Il ne faut pas mettre tous ses œufs dans le même panier, comme l’indique un adage populaire. Le courtier en assurance vie « Les Comptoirs du Patrimoine » a fait sienne cette maxime. Créé en 2005, ce cabinet est historiquement un correspondant de l’Afer qui diffusait jusqu’à présent le contrat de l’association d’épargnants. Le courtier propose depuis peu un second contrat avec l’assureur Generali.

Le souci de diversifier.

En douze ans d’existence, le courtier s’est constitué une clientèle de 23.000 adhérents et un encours de plus de 2 milliards d’euros. « Nous avons voulu nous préparer au changement réglementaire apporté par la directive sur la Distribution d’assurance et gagner en autonomie par rapport à notre partenaire historique. Si le contrat Afer reste une référence en matière d’épargne, il ne convenait pas à toutes les problématiques rencontrées par nos clients. Ces derniers nous ont fait part de leur volonté de diversifier leur épargne sur un autre contrat », précise Olivier Cohen, fondateur des Comptoirs du Patrimoine.

« Notre statut de correspondant Afer nous donne la possibilité de nous diversifier. L’association n’y a vu aucun inconvénient. Il faut dire que nous entretenons de bonnes relations avec l’assureur Aviva, que nous faisons intervenir régulièrement dans les réunions d’information à destination de nos adhérents et prospects », continue-t-il.

Un contrat multigestionnaire.

Le contrat proposé avec e-cie Vie, la filiale de Generali Vie dédiée au développement de l’assurance vie sur internet, est baptisé « Réplique ». En termes de frais, il est calqué sur les standards des contrats en ligne : ticket d’entrée accessible, pas de frais sur versements et gratuité des arbitrages. L’offre financière est également plus abondante que celle existant sur le contrat Afer. Réplique propose plus de 155 unités de compte (UC) alors que le multisupport Afer en compte moins d’une quinzaine. « Il s’agissait d’un point essentiel dans l’élaboration du cahier des charges avec Generali. Il nous fallait un contrat largement ouvert à la multigestion », indique Olivier Cohen.

On retrouve par ailleurs des gérants reconnus parmi les fonds proposés (Sycomore AM, Fidelity, Carmignac) et le contrat dispose de deux fonds en euros, Eurossima et Netissima.

En termes de clientèle, si le courtier espère toucher avec sa nouvelle offre la cible des « digital natives » à l’instar d’autres acteurs comme Vie Plus (L’Agefi Actifs n°699, p. 34), il vise surtout sa clientèle existante en portefeuille.
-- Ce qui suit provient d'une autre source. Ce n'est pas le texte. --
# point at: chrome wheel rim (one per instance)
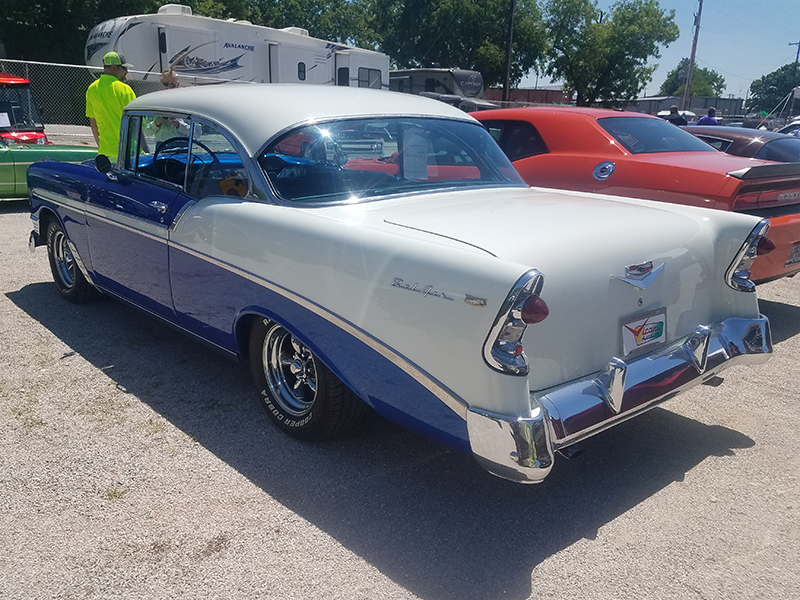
(290, 370)
(65, 262)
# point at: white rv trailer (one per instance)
(206, 50)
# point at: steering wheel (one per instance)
(174, 170)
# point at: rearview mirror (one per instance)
(102, 163)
L’accès à une allocation conseillée.

Le courtier a passé un partenariat avec Quantalys, une société d’analyse de fonds, afin de proposer des portefeuilles modèles en fonction des objectifs du souscripteur. Réplique en propose cinq qui vont du plus prudent (30 % d’UC et 70 % de fonds en euros) au plus offensif (85 %-15 %). « Dans le cas où le souscripteur opte pour la gestion libre, nous avons mis en place une alerte qui permet de contrôler l’adéquation des choix d’allocation du client avec son profil de risque. Lorsqu’il y a une grande divergence, nous lui proposons une nouvelle allocation qu’il est libre d’accepter ou de refuser », indique Olivier Cohen.

Une souscription en ligne.

Lancé fin 2016, le contrat ne peut être souscrit en ligne que depuis le second semestre 2017. « La coordination entre le service informatique de Generali et celui du cabinet pour la mise en place du module de souscription en ligne a nécessité plus de temps que prévu », indique Olivier Cohen. Ce qui peut paraître paradoxal car le cabinet de courtage ne se revendique pas comme un pure player internet. « Notre étude de marché nous a indiqué que les clients qui procèdent à une souscription intégrale en ligne restent rares. Il y a toujours, à un moment donné du processus, l’intervention d’un conseiller pour accompagner le client. Et c’est sur ce point que nous pensons nous démarquer des autres acteurs : nos conseillers sont immédiatement accessibles », précise Olivier Cohen.